By 2050 there could be a mirror in every desert, a windmill on every coastline and a soya cutlet on everybody’s plate - if world powers agree to fight global warming at United Nations talks in Copenhagen in December.
Researchers say that the only way to prevent catastrophic climate change will be to slash world greenhouse gas emissions drastically by 2050. That will only be possible through unprecedented changes to every sector of the economy, from energy generation to diet.
“We are going to change the fundamentals of industrial civilization,” said Anders Turesson, Sweden’s top climate change negotiator, in the run-up to the Copenhagen talks.
According to the UN’s climate panel, the IPCC, world emissions of carbon dioxide (CO2, the main greenhouse gas) will have to fall by more than half by 2050 to prevent disastrous global warming, with developed countries slashing their emissions by up to 95 per cent.
That means that the average citizen of a developed country will have to reduce their total annual emissions - for heating, lighting, travel, computer use and everything else - to the level they would currently get by driving a mid-range BMW 35 kilometres a day.
Experts say that the key will be to reduce the emissions from energy generation, the source of a quarter of all man-made CO2, by breaking its current reliance on high-carbon fossil fuels.
The only realistic way to do so will be to invest enormously into renewable, zero-CO2 methods such as solar and wind power, say some.
“For power and electricity, we need to fully replace fossil fuels with renewables,” said Stephan Singer, director of global energy policy analysis at environmental group WWF.
That is an immense challenge. According to the Paris-based International Energy Agency, an analytical group, 68 per cent of all the world’s electricity comes from fossil fuels. By contrast, just 18 per cent comes from renewable power, chiefly hydro-electric.
According to a recent IEA study, the world could cut emissions to the desired level by 2050 - but it would need to make renewable power its main supply source to do so.
In particular, it would have to boost the use of solar and wind power twenty-fold, building massive parabolic mirrors in the deserts and setting up forests of wind generators out to sea, and to develop ways of trapping underground the CO2 released from fossil fuel plants - so-called “carbon capture.” “Decarbonizing the power sector is technically feasible, but will require much higher build rates for renewable technologies and nuclear than in the past and substantial investments in new technologies, such as fossil power plants, with carbon capture,” IEA energy expert Uwe Remme told the German Press Agency dpa.
Cleaning up energy generation will not, however, be enough in itself to reach the climate target.

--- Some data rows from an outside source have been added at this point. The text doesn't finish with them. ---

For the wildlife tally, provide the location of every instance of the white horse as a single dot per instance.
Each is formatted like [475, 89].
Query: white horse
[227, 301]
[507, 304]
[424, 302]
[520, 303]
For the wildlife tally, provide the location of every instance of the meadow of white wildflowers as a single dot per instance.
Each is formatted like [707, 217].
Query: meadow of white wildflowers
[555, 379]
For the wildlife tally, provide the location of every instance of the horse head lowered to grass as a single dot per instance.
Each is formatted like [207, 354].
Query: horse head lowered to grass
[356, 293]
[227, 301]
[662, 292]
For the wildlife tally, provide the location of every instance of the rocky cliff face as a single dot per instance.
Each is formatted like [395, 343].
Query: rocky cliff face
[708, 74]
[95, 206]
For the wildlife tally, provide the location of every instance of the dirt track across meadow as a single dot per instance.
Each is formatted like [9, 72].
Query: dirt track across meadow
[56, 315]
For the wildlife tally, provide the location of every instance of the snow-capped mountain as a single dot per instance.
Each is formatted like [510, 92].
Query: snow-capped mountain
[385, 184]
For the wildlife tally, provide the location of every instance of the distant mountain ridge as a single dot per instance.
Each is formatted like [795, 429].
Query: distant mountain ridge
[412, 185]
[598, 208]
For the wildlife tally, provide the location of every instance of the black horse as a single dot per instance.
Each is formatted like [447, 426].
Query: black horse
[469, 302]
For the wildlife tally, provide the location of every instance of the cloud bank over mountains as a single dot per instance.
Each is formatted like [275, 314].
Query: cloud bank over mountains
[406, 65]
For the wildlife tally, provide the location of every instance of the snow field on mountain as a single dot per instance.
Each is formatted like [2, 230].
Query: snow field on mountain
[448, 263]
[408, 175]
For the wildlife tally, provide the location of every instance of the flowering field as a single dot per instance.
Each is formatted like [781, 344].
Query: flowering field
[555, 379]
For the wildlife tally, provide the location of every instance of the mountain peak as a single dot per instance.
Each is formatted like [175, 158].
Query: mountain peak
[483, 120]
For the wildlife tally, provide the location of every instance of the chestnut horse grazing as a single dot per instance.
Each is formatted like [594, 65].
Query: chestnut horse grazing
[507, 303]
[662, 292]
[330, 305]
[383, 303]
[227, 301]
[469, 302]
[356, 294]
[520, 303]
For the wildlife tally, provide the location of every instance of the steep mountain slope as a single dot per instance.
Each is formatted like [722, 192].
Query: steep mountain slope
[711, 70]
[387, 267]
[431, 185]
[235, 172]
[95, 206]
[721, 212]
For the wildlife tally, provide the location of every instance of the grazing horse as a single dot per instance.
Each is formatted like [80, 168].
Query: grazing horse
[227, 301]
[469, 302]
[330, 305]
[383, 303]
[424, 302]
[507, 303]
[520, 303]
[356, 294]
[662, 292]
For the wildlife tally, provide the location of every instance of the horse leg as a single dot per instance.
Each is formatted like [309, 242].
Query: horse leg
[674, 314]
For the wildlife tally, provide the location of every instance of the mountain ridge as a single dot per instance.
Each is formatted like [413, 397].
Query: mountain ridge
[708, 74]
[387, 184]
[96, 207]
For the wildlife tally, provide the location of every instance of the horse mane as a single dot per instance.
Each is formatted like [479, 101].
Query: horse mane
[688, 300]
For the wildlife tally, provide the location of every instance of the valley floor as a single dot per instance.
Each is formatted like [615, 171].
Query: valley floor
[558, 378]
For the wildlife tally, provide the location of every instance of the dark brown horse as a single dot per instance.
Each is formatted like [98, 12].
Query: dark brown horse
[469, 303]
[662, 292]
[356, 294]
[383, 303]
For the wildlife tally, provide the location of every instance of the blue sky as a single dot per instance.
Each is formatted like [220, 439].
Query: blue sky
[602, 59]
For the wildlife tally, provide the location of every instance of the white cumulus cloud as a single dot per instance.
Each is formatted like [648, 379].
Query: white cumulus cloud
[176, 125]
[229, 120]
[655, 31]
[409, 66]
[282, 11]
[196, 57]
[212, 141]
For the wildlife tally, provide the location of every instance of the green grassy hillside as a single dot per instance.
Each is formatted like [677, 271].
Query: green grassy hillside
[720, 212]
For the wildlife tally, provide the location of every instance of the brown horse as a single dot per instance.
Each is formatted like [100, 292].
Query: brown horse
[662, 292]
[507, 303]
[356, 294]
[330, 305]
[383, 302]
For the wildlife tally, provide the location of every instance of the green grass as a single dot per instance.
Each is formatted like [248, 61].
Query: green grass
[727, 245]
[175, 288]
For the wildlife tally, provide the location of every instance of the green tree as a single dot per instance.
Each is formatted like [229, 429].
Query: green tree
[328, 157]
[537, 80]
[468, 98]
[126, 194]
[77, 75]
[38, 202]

Transport, too, will have to be “de-carbonized,” because it accounts for 13 per cent of all world emissions, a figure which is set to rise, according to the IPCC.
To achieve that, experts say that land and sea vehicles will have to be powered by electricity, rather than fossil fuels, with public transport replacing private vehicles, and trains replacing short-haul flights as much as possible.

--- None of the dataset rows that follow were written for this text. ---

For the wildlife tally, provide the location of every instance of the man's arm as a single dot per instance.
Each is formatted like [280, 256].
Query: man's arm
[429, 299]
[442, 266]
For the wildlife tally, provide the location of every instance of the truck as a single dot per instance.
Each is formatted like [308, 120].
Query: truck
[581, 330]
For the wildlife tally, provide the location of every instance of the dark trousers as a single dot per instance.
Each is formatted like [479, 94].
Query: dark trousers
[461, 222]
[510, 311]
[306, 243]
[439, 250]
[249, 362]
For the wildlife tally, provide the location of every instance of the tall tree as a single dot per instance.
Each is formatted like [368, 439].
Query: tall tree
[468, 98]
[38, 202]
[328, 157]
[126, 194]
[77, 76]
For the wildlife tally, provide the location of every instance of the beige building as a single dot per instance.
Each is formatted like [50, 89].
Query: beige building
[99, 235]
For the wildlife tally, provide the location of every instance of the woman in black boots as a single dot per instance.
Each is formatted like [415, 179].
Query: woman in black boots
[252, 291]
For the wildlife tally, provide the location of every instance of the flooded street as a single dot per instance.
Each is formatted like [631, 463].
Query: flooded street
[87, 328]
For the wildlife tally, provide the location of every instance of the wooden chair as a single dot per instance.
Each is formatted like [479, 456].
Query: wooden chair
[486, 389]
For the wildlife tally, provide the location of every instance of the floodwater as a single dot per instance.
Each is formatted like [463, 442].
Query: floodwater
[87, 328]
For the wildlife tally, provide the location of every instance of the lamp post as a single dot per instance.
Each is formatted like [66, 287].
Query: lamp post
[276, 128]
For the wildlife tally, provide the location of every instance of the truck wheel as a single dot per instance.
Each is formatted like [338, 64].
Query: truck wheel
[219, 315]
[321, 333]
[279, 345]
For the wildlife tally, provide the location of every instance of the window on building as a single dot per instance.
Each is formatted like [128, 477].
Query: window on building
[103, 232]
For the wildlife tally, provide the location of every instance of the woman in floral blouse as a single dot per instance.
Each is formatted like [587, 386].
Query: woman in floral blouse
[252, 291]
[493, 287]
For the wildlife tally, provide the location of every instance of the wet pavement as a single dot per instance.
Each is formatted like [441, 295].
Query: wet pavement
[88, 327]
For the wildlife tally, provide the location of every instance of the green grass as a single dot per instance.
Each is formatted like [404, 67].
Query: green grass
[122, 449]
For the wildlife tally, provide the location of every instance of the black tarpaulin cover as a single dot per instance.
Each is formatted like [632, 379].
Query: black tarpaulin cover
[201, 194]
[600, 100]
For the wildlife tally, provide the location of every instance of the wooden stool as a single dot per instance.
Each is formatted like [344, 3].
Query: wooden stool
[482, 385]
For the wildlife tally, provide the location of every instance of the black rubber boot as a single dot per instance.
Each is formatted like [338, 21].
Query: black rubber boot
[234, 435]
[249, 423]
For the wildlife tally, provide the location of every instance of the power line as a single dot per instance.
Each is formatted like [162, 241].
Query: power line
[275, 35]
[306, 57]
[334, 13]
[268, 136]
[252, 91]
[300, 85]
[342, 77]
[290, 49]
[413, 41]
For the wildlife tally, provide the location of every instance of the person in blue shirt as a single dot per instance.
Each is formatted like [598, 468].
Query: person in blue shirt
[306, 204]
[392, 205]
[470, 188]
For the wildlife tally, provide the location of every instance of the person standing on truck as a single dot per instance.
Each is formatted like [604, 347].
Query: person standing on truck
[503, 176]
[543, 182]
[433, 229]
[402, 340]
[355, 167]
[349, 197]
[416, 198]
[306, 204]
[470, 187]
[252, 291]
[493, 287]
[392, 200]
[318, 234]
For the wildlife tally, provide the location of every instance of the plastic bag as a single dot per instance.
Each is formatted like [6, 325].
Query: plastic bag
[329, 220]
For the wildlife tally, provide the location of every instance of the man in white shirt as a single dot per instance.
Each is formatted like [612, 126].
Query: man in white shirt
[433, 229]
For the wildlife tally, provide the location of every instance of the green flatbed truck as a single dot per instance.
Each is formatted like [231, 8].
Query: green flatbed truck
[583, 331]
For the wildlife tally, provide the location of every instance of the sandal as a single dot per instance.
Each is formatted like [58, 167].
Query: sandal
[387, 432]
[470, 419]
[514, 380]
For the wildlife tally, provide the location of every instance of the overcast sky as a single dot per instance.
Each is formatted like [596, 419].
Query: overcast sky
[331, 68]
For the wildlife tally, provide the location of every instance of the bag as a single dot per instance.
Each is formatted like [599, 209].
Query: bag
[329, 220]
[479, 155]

“Even if all cars are fuelled by renewables or electricity, we still will need to produce that energy, so it will be important to make public transport acceptable instead ... We have to promote high- speed trains to replace short-range flights,” said Singer.

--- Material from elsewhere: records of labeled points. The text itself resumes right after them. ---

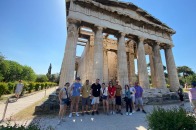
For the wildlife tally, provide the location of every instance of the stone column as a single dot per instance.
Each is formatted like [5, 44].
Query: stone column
[122, 61]
[171, 69]
[152, 71]
[142, 66]
[68, 65]
[105, 69]
[98, 55]
[132, 68]
[158, 66]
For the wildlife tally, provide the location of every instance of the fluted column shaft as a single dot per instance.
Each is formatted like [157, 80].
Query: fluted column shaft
[68, 65]
[98, 54]
[105, 70]
[122, 61]
[132, 68]
[152, 71]
[171, 69]
[158, 66]
[142, 67]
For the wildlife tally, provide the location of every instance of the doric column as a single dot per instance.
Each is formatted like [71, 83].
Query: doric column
[68, 65]
[131, 68]
[152, 71]
[158, 66]
[98, 54]
[142, 67]
[122, 61]
[171, 69]
[105, 68]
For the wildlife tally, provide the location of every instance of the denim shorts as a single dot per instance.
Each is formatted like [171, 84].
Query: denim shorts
[64, 101]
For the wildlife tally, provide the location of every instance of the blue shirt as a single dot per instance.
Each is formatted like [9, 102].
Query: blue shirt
[76, 89]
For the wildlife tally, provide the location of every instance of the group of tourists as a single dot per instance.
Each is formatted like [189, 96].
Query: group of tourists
[109, 94]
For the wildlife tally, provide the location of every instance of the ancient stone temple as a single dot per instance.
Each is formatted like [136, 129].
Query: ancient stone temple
[116, 34]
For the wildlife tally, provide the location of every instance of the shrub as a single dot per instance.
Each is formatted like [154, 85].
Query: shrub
[37, 86]
[3, 88]
[11, 87]
[171, 119]
[31, 87]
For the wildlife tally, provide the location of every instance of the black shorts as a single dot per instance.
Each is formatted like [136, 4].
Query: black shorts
[181, 97]
[118, 100]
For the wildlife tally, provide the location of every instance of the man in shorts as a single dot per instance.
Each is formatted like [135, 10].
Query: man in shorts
[85, 91]
[138, 97]
[18, 90]
[95, 95]
[75, 89]
[112, 93]
[118, 98]
[192, 96]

Those efforts will receive a further boost if the next generation of buildings, factories and machines can be made with new, low-CO2 technology to reduce emissions throughout their life cycle.
“Ten per cent of oil is used for non-energy purposes such as plastic production, so we need to move towards other materials based on renewable resources such as wood and paper,” Singer said.
But some experts say that the only way to make mankind guarantee the deep, deep emissions cuts which are needed will be to cut down not just on fossil fuels - but on eating meat.
That is because meat production, processing and transport produces vastly more CO2 than producing crops such as wheat or soy.
“It takes seven units of plant energy to create one unit of meat so there’s a huge amount of energy lost in the system. Eating much less meat is already a huge step forwards: it’s what people can do at once to reduce their emissions,” Singer said.